Loading Libraries and Getting Data
library(httr)
library(jsonlite)
library(purrr)
##
## Attaching package: 'purrr'
## The following object is masked from 'package:jsonlite':
##
## flatten
library(tidyverse)
## -- Attaching packages ---------------------------------------------------------------------------------- tidyverse 1.3.0 --
## v ggplot2 3.3.0 v dplyr 0.8.5
## v tibble 3.0.0 v stringr 1.4.0
## v tidyr 1.0.2 v forcats 0.5.0
## v readr 1.3.1
## -- Conflicts ------------------------------------------------------------------------------------- tidyverse_conflicts() --
## x dplyr::filter() masks stats::filter()
## x purrr::flatten() masks jsonlite::flatten()
## x dplyr::lag() masks stats::lag()
res = GET("https://api.teleport.org/api/urban_areas/")
data = fromJSON(rawToChar((res$content)))
urban_areas = data.frame(data$`_links`$`ua:item`)
Cleaning data
# Function to get the individual data sets from each city's url
get_all_scores = function(url, name){
initial = fromJSON(rawToChar(GET(as.character(urban_areas$href[which(urban_areas$name == name)]))$content))
city_api = fromJSON(rawToChar(GET(as.character(initial$`_links`$`ua:scores`))$content))
city_data = data.frame(city_api$categories)

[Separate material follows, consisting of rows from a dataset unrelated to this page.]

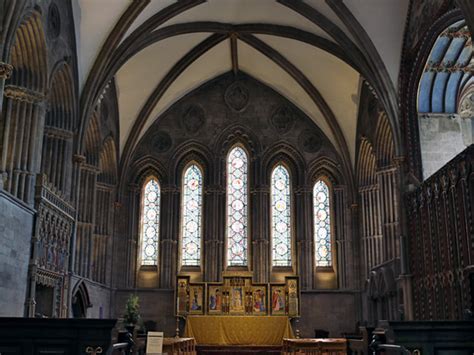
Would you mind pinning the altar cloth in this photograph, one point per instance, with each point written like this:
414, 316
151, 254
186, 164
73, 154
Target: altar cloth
238, 330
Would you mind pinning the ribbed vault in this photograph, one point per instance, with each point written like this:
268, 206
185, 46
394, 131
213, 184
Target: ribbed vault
312, 52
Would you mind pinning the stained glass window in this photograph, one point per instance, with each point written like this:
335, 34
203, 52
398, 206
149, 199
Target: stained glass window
150, 228
322, 223
281, 216
191, 219
237, 202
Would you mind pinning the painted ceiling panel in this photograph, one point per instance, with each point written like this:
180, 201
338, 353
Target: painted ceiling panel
210, 65
337, 82
141, 74
94, 20
247, 11
384, 22
260, 67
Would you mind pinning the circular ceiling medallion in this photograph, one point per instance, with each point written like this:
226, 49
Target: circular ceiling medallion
309, 141
282, 119
193, 119
54, 21
237, 96
161, 142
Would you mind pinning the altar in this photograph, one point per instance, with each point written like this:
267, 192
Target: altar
238, 330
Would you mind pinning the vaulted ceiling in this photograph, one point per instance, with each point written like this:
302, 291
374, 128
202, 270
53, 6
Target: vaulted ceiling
313, 52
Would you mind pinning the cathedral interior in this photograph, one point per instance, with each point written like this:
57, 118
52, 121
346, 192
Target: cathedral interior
307, 159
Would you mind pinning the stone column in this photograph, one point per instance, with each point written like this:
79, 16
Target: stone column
304, 235
5, 73
213, 232
343, 261
170, 212
261, 253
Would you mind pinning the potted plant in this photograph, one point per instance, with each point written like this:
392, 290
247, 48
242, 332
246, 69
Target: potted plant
132, 313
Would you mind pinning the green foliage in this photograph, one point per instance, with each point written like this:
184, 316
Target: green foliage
132, 310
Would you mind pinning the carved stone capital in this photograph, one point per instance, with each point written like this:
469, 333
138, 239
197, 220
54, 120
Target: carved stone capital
19, 93
5, 70
78, 159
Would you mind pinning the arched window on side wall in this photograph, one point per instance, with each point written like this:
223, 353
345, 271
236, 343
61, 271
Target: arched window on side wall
191, 219
150, 221
237, 207
322, 224
281, 216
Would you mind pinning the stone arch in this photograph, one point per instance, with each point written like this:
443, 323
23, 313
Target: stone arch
23, 108
80, 301
184, 154
384, 145
291, 159
60, 128
108, 163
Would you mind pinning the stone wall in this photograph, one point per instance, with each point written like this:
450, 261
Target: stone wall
442, 137
332, 311
16, 229
156, 305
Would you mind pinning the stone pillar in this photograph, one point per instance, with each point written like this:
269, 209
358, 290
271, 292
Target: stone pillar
5, 73
169, 221
304, 235
261, 244
213, 227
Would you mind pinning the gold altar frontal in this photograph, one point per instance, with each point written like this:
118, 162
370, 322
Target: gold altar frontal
238, 330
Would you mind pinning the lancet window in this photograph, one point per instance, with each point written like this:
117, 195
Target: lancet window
237, 207
150, 222
281, 216
322, 224
191, 220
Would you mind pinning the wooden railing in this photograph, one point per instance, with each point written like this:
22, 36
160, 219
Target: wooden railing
440, 217
330, 346
184, 346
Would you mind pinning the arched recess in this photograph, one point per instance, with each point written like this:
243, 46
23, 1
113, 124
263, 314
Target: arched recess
80, 301
130, 192
421, 68
105, 191
290, 158
339, 275
445, 123
238, 206
371, 231
23, 111
59, 130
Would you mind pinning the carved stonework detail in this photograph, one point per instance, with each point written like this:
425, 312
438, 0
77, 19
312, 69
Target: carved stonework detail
283, 119
5, 70
23, 94
54, 21
237, 96
193, 119
309, 141
466, 107
161, 142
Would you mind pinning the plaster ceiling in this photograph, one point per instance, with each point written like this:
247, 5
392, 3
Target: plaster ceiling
336, 80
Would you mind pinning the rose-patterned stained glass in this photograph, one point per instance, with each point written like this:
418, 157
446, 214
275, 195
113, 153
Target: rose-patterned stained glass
322, 224
192, 215
281, 217
237, 211
150, 228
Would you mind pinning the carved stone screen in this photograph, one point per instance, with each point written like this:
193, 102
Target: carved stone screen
237, 207
322, 224
191, 228
281, 217
150, 227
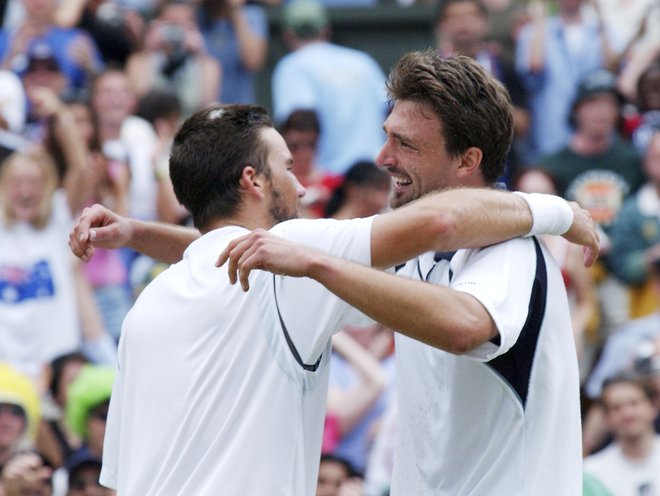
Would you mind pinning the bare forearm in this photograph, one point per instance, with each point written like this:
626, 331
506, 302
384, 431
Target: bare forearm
462, 218
159, 240
252, 49
438, 316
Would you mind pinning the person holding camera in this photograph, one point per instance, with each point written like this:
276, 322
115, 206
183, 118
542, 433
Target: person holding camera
174, 59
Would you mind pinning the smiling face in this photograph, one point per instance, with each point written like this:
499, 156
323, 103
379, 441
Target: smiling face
597, 115
628, 411
414, 153
24, 188
285, 189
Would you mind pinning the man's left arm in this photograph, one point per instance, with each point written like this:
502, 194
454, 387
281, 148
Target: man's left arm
474, 218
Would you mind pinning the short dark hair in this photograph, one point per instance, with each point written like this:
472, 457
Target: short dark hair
57, 366
630, 378
209, 153
474, 108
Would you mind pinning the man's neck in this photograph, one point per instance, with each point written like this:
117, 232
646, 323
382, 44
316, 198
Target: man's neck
250, 222
639, 447
586, 144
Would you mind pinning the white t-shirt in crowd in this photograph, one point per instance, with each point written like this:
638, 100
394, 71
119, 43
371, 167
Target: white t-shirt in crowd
623, 476
505, 418
210, 397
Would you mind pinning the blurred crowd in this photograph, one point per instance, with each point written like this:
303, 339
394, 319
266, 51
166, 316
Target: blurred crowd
92, 93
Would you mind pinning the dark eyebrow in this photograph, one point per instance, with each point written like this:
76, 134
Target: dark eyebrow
405, 139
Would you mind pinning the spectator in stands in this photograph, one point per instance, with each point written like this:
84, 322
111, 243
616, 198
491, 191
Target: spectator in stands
461, 27
622, 348
599, 170
580, 287
162, 109
337, 478
636, 235
596, 167
26, 474
346, 87
75, 51
362, 373
83, 477
107, 180
56, 441
42, 71
301, 131
175, 58
115, 27
38, 304
648, 105
114, 104
506, 19
87, 408
13, 104
553, 54
236, 34
20, 409
363, 192
631, 464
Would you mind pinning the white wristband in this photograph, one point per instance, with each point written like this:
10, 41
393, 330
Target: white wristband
550, 214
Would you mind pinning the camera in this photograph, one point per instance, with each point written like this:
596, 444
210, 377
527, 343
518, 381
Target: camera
173, 36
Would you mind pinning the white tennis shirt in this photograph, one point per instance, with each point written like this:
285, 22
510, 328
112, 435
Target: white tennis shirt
504, 420
210, 398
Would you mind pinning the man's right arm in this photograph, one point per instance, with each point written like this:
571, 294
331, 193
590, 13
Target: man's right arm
100, 227
474, 218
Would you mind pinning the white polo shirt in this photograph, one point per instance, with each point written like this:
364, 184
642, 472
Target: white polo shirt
210, 397
504, 420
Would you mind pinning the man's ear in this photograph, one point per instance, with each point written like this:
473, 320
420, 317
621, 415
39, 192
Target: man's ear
253, 182
470, 162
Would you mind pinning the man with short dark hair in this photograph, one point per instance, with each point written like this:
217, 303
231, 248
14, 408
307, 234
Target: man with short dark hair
631, 464
487, 378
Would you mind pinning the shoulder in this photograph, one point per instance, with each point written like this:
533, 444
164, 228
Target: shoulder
598, 462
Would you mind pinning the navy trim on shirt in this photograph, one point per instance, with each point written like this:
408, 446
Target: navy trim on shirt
289, 342
515, 366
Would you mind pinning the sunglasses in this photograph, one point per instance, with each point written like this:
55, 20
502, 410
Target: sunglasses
12, 409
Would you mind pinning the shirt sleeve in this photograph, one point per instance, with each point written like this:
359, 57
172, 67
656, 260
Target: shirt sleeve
311, 313
500, 277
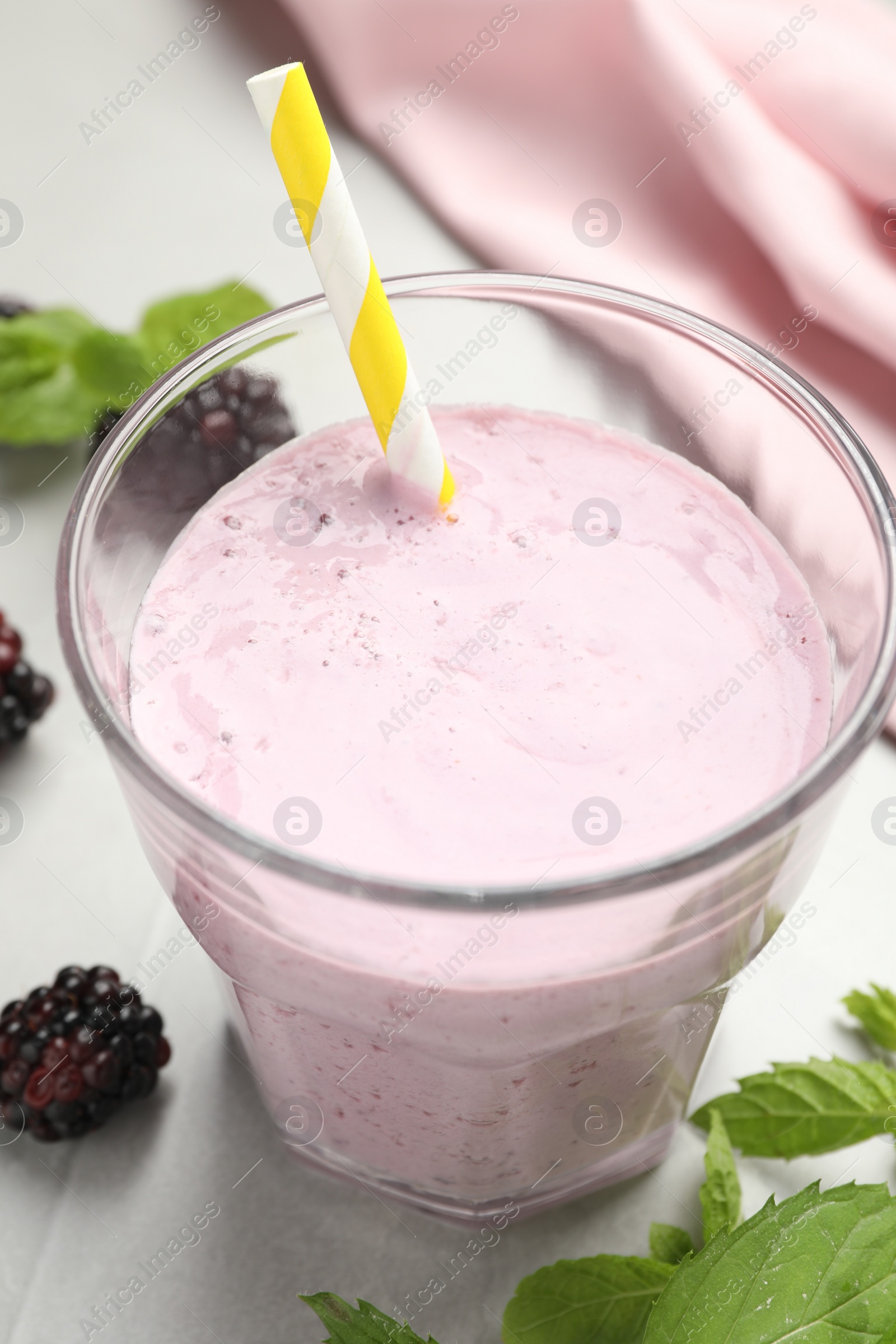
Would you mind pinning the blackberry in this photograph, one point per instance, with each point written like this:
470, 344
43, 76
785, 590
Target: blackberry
72, 1054
211, 436
23, 694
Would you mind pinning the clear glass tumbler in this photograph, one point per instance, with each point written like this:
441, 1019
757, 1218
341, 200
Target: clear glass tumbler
563, 1060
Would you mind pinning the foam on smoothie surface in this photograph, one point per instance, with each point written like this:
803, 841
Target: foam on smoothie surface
449, 691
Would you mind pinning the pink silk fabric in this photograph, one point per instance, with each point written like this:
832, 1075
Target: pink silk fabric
747, 146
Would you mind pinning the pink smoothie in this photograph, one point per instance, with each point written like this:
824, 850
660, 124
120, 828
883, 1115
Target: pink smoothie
533, 687
449, 690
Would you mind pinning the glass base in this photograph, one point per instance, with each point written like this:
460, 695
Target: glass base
609, 1171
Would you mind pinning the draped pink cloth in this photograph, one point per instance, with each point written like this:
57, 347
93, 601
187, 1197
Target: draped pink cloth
747, 146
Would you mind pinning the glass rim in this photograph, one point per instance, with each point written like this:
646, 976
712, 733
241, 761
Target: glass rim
720, 846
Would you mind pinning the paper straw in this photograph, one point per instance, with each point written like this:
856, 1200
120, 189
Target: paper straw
343, 261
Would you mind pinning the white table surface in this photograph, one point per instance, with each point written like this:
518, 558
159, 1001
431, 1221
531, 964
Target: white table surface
180, 194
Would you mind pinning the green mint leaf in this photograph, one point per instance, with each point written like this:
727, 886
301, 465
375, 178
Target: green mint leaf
720, 1193
112, 366
816, 1268
26, 355
32, 346
669, 1244
800, 1110
601, 1299
54, 410
62, 326
175, 327
876, 1012
362, 1324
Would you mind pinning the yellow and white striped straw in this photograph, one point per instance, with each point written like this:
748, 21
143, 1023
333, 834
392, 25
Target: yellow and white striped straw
343, 261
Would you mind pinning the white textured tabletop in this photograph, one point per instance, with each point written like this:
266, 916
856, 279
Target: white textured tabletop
178, 194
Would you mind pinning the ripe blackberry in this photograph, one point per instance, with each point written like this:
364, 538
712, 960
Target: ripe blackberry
70, 1054
211, 436
23, 694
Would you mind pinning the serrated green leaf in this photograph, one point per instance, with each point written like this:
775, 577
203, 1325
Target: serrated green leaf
62, 326
876, 1012
175, 327
112, 366
817, 1268
800, 1110
55, 410
600, 1300
669, 1244
362, 1324
720, 1193
34, 344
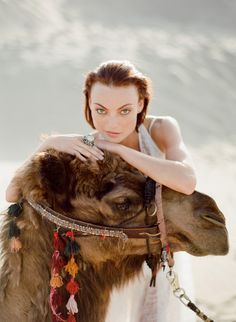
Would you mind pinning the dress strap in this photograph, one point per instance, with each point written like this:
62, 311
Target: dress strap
151, 124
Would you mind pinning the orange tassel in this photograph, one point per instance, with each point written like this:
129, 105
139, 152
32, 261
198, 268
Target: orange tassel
15, 244
56, 280
72, 268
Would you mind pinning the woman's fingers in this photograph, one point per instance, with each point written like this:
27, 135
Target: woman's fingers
88, 152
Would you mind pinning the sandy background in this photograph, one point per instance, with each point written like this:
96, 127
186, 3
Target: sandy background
187, 47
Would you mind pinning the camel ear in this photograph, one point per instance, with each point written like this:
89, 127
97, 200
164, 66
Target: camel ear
52, 173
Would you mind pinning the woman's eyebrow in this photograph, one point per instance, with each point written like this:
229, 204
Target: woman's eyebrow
117, 108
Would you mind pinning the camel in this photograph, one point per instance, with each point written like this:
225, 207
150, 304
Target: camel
106, 192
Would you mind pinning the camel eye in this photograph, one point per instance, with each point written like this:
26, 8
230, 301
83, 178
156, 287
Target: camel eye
123, 205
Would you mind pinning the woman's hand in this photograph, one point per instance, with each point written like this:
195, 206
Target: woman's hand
106, 145
72, 144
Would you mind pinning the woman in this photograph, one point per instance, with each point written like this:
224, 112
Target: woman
116, 101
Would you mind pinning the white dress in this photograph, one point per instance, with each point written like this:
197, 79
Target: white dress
137, 302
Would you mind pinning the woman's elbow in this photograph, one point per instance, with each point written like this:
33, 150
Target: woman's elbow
190, 185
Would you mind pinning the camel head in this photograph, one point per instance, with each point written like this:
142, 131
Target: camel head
111, 193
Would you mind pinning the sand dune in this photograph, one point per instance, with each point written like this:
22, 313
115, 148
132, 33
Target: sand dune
188, 48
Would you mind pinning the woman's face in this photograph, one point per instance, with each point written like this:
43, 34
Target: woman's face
114, 110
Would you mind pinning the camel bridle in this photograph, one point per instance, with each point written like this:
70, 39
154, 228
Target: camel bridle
82, 228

# Data frame that calculates the Quality of life and includes the cost of living and internet access
# 1 = Housing, 8 = Safety, 10 = Education, 11 = Environmental Quality, 14 = Internet Access,
# 15 = Leisure & Culture, 2 = Cost of Living
data.frame("Name" = name,
"Quality of Life" = mean(city_data$score_out_of_10[1], city_data$score_out_of_10[8],
city_data$score_out_of_10[10], city_data$score_out_of_10[11],
city_data$score_out_of_10[15]),
"Cost of Living" = city_data$score_out_of_10[2], stringsAsFactors = FALSE,
"Internet Access" = city_data$score_out_of_10[14])
}
# Uses the function to get all the scores
all_scores = bind_rows(list(url = urban_areas$href, name = urban_areas$name) %>%
pmap(.f = get_all_scores))
Creating Graph
all_scores %>%
ggplot(aes(x = Quality.of.Life, y = Cost.of.Living, color = Internet.Access)) +
geom_point(size = 2) +
theme(panel.border = element_blank(),
panel.grid.major = element_blank(),
panel.grid.minor = element_blank(),
axis.line = element_line(size = 0.5, linetype = "solid",
colour = "black")) +
labs(x = "Positivities in Life Score", y = "Cost of Living Score",
title = "Living in Urban Areas")
The main purpose of this plot is to show that there is a positive correlation between the positivites in life and cost of living in urban areas. The positivities is a mean score of the Housing, Safety, Education, Enviornmental Quality, and Leisure & Culture Scores. Although the positivities may be biased because I chose which scores are considered “Positivities,” I believe the majority of people would agree with me. A side factor I wanted to show is that higher positivity and cost of living areas tend to have lower internet access. (Personal Opinion: Therefore, do not get rich and move to a cooler house, because you will sadly have less internet! :C )